Judge Scriven said she no longer found that some of the materials necessarily qualified as trade secrets or that Everest faced imminent irreparable harm.

She added that Everest's prior statements had led her to believe that Rockhill was trying to enter the property insurance market, when the firm has been providing property insurance for over a decade.

“The evidence presented by defendants through their responses and at the preliminary injunction hearing, however, presents a very different picture of the particular property insurance market in which both Everest and Rockhill compete than was conveyed by Everest through its [temporary restraining order] motion,” she said.

Everest is also not at risk of losing revenue from its existing policies until their terms end, the judge said.

“Once the termination date nears, normal competition for the renewal business on such policies will ensue in the marketplace,” she stated.

Everest had also claimed that it faced imminent harm from the threat of Rockhill using its confidential information, including detailed information on Everest policyholders, to “dislodge” business.

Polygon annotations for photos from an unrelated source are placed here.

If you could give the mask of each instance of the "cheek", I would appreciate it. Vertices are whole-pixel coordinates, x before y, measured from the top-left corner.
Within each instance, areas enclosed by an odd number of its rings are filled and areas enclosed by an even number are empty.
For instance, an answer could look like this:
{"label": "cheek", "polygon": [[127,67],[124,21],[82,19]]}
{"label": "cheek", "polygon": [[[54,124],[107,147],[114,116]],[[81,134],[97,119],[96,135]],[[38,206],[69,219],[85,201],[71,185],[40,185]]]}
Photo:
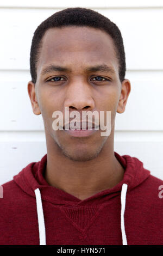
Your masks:
{"label": "cheek", "polygon": [[57,96],[55,92],[51,90],[40,90],[39,106],[41,108],[41,114],[44,117],[52,118],[52,114],[56,110],[60,110],[60,101],[59,97]]}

But Judge Scriven reversed her acceptance of this after learning that direct solicitation of insureds is prohibited in the excess and surplus lines market – in which the two companies conduct most of their business.

She also noted that all bids and policies must go through wholesale brokers, who typically share much of the information that Everest claimed as trade secrets when they send out requests to various insurance companies.

Judge Scriven also found that Everest lacked grounds to prevent former employees from using their prior business relationships and contacts, as it did not have non-compete or non-solicitation agreements with them.

On Monday, Everest responded to the latest development, pointing to evidence it had already provided which shows that at least 50 days before his resignation, Upton began reviewing and transferring highly confidential data from Everest’s secure computer systems to unsecured email addresses.

The company claim that Upton had been soliciting and recruiting his colleagues in Everest’s property insurance business for weeks before his resignation, and it provided evidence that immediately after Upton left the company, the human resources department at Rockhill contacted several Everest employees to encourage a “mass departure”, according to case records.

Everest also claimed that it has provided evidence which suggests that Upton attempted to clear history of searches from his laptop after the company asked him and other former employees to return the devices.